If Lexie had been shagging this space waste, I was going to head over to the morgue and stab her myself. I rolled my eyes. “Um, hello? I got stabbed? I was in a coma?”

 

“Oh,” Ned said. “Yah. Right.” He gave me a pale-blue, vaguely put-out stare, like I’d done something tasteless. “Still, though. You could have got in touch. This is business.”

 

That, at least, was good news. “Yah, well,” I said. “We’re in touch now, aren’t we?”

 

“This total fucking low-life detective came and talked to me,” Ned said, suddenly remembering. He looked as outraged as you can get without changing expression. “Like I was a suspect, or something. I told him this was so not my problem. I’m not from Ballymun. I don’t stab people.”

 

I decided I was with Frank on this one: Ned was not the brightest little bunny hopping through this forest. He was the type who was basically one big cluster of secondhand reflexes, no actual thought involved. I would have been willing to bet good money that he talked to working-class clients as though they were handicapped and said “Me love you long time” whenever he saw an Asian girl. “Did you tell him about this?” I asked, pulling myself up onto a broken bit of wall.

 

He gave me a horrified look. “No way. He’d have been all over me like a rash, and I couldn’t be arsed trying to explain myself to him. I just want this sorted, yah?”

 

And civic-minded, too—not that I was complaining. “Good,” I said. “I mean, it’s not like this has anything to do with what happened to me, right?”

 

Ned didn’t seem to have an opinion on that. He went to lean against the wall, examined it suspiciously and changed his mind. “So can we, like, move forwards?” he wanted to know.

 

I ducked my head and threw him a sideways poor-little-me glance, up under the lashes. “The coma totally messed up my memory. So you’ll have to tell me where we were, and stuff?”

 

Ned stared at me.

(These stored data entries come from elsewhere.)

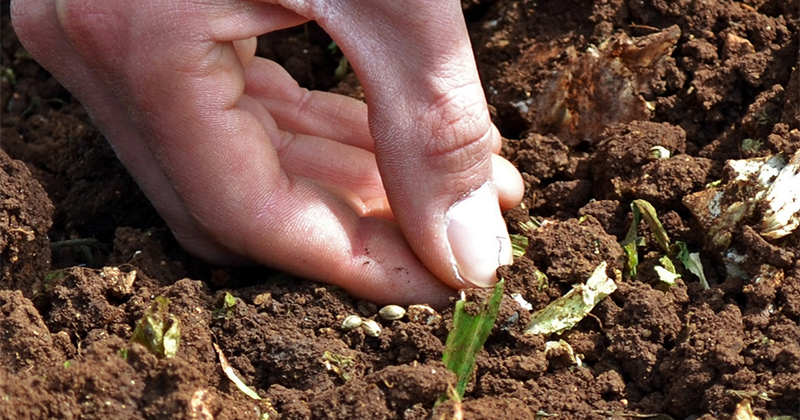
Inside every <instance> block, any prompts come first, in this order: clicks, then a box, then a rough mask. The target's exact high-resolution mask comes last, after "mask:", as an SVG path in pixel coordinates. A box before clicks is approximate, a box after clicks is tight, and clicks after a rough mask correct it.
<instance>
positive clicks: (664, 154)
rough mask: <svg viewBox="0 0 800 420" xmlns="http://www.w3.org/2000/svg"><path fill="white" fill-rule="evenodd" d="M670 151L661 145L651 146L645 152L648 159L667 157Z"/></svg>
mask: <svg viewBox="0 0 800 420" xmlns="http://www.w3.org/2000/svg"><path fill="white" fill-rule="evenodd" d="M670 155H671V153H670V152H669V150H667V148H666V147H663V146H653V147H651V148H650V151H649V152H648V153H647V158H648V159H650V160H658V159H669V156H670Z"/></svg>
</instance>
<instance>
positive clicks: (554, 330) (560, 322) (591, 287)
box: [525, 261, 617, 335]
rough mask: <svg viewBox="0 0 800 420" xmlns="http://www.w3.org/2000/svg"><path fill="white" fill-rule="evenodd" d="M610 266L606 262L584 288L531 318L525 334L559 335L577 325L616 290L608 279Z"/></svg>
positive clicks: (613, 285)
mask: <svg viewBox="0 0 800 420" xmlns="http://www.w3.org/2000/svg"><path fill="white" fill-rule="evenodd" d="M607 266H608V264H607V263H606V262H605V261H603V262H602V263H600V265H598V266H597V268H595V270H594V272H593V273H592V275H591V276H589V279H588V280H586V283H585V284H577V285H575V286H574V287H573V288H572V290H570V291H569V292H567V294H565V295H564V296H562V297H560V298H558V299H556V300H555V301H553V302H551V303H550V304H549V305H547V306H546V307H545V308H544V309H541V310H539V311H537V312H535V313H534V314H533V315H531V321H530V323H529V324H528V327H527V328H526V329H525V334H542V335H550V334H554V333H556V334H557V333H561V332H564V331H566V330H568V329H570V328H572V327H574V326H575V325H577V324H578V322H580V321H581V320H582V319H583V318H585V317H586V315H588V314H589V312H591V311H592V309H593V308H594V306H595V305H597V303H598V302H600V301H601V300H603V299H604V298H605V297H606V296H608V295H610V294H611V293H613V292H614V290H617V285H616V284H615V283H614V281H613V280H611V279H610V278H609V277H608V276H607V275H606V267H607Z"/></svg>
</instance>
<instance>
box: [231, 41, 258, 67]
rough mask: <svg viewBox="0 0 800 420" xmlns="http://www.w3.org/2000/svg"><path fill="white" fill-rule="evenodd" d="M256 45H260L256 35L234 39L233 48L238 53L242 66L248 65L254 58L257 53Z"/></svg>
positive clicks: (256, 46)
mask: <svg viewBox="0 0 800 420" xmlns="http://www.w3.org/2000/svg"><path fill="white" fill-rule="evenodd" d="M256 47H258V40H257V39H256V37H252V38H247V39H240V40H236V41H233V49H234V50H236V55H237V56H239V61H241V62H242V67H247V65H248V64H250V62H251V61H252V60H253V57H255V55H256Z"/></svg>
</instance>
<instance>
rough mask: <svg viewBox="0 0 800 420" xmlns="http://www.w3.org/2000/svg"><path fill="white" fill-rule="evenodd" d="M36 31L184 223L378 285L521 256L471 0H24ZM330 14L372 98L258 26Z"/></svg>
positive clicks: (309, 278)
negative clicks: (318, 90)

That impassive face, utterly expressionless, giving away nothing: for the first time I saw a resemblance to Daniel, even if it was Daniel after a frontal lobotomy. “We were on a hundred,” he said, after a moment. “Cash.”

 

A hundred quid for some family heirloom, a hundred grand for a share of the house? I didn’t have to be sure what we were talking about to know he was lying. “Um, I don’t think so,” I told him, giving him a flirty smirk to soften the blow of being outsmarted by a girl. “The coma messed up my memory, not my brain.”